“Blake, I have terrible news. And I wanted you to know first,” Jack Buckby, my supervisor and friend, stated on July 25.

The content production company he had founded, Lancashire Hudson, had finally fallen victim to the bots.

In the media today, being a conservative doesn’t mean putting your head down and working in silence. The left will find you and finish you with its ever-more-potent digital golem.

When it comes to the daily news, marketing, and other writing they need for their newsletters and ad-supported websites, our financially challenged customers have been turning more and more to AI. Though it was far less expensive, this writing wasn’t quite as successful.

Overnight, Jack and I lost our jobs and our means of subsistence. Our company’s thirty bright, diligent writers and editors were also lost.

Although we frequently perceive AI as a danger to physical work and low-level service positions, the reality is that it is also directly aimed at creatives like us.

Not that we hadn’t anticipated it. It is abundantly evident that automating has immediate benefits, particularly for struggling businesses. Jack assures me, “AI is easy, affordable, and accessible.” “Even if it’s not always beneficial,”

Nevertheless, this short fix can have long-term consequences for the brand.

“It’s not the solution for companies looking to keep their audience and consumers happy,” Jack explains.

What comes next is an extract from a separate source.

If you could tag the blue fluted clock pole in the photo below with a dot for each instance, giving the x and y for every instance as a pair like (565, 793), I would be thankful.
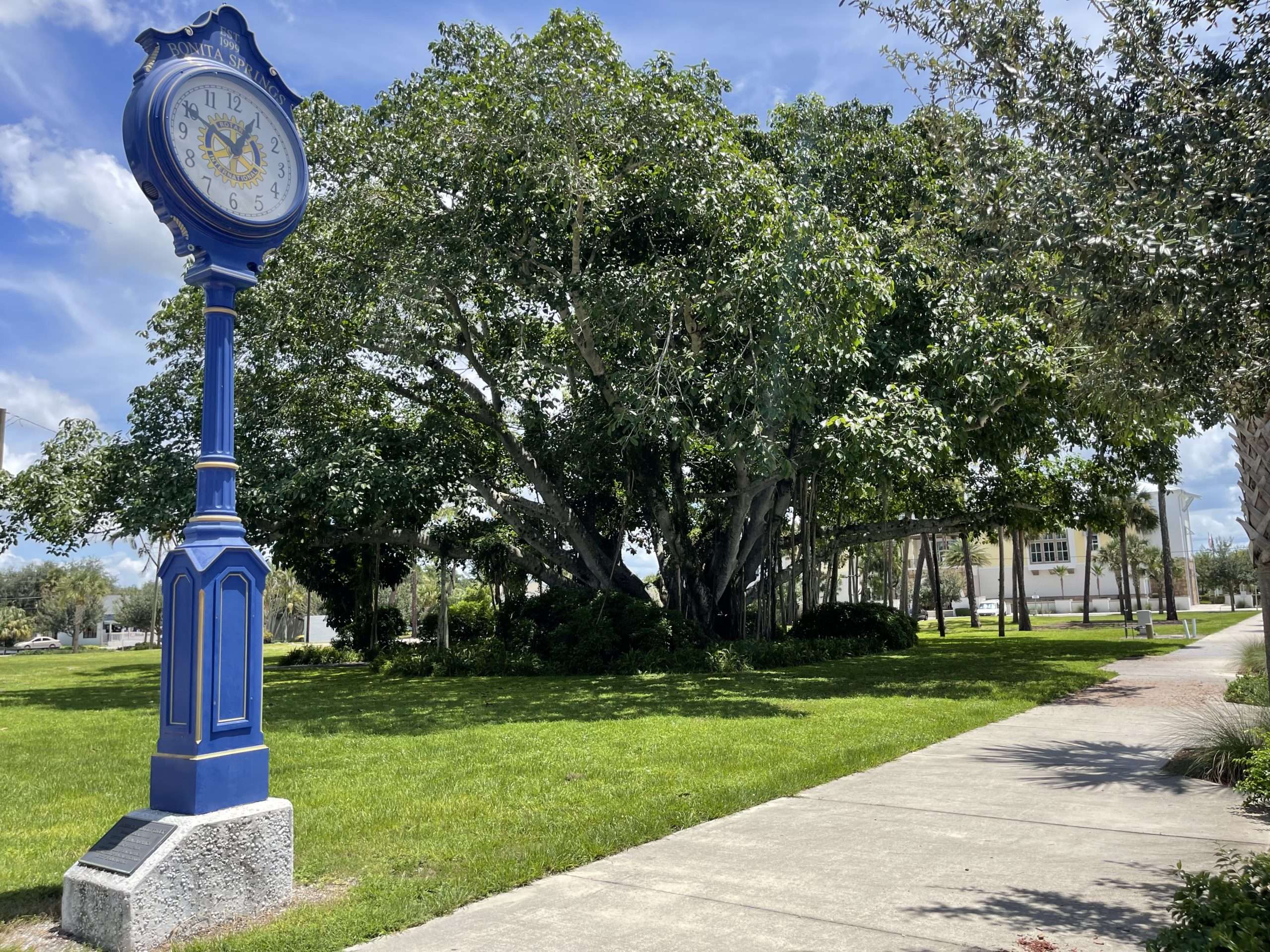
(210, 137)
(211, 140)
(211, 748)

“Remember how you felt the first time you called a business and a robot answered the phone? Would you still feel obligated to read a newspaper story if you knew that it was the result of artificial intelligence? No. The honest answer is “no,” and your material should reflect this if your clients and audience are also people.

Because of this vision, Jack persisted in his struggle until the economic reality became unavoidable.

Businesses that don’t align with the prevailing progressive viewpoints are particularly hard hit, and many of Lancashire Hudson’s clients are among them.

Google has severely damaged the websites of my clients after they expressed moderate criticism about the vaccine rollout in their news search engines. Instead of posting anything against the vaccination, they expressed their disapproval of the requirements, even if the majority of the workers didn’t share their viewpoints. It was an opinion piece. And it was a ruined site,” Jack adds.

It was this sort of big-tech suppression that ultimately brought Lancashire Hudson to an end.

Jack has experienced this previously. If you are familiar with him, it is most likely because he was once the far-right English extremist’s enfant terrible.

Jack, a young guy from a working-class town in Northern England, became involved with a radical group of disgruntled and irate young men. They had legitimate reasons for their anger. Foreigners and “asylum seekers” had to fight for the few well-paying positions that remained. These young English lads were called moral slime just because they were blue collar, white, and English.

At that point, Jack realized that his new “community” actually harbored violence, anti-Semitism, and bigotry. Growing up, he became worried and retreated into a more conventionally conservative stance.

Through this experience, he came to believe that the “extreme far right” that the left despises was born out of the constant social and economic punishment that conservatives and working people receive. In his book “Monster of Their Own Making,” he relates the tale.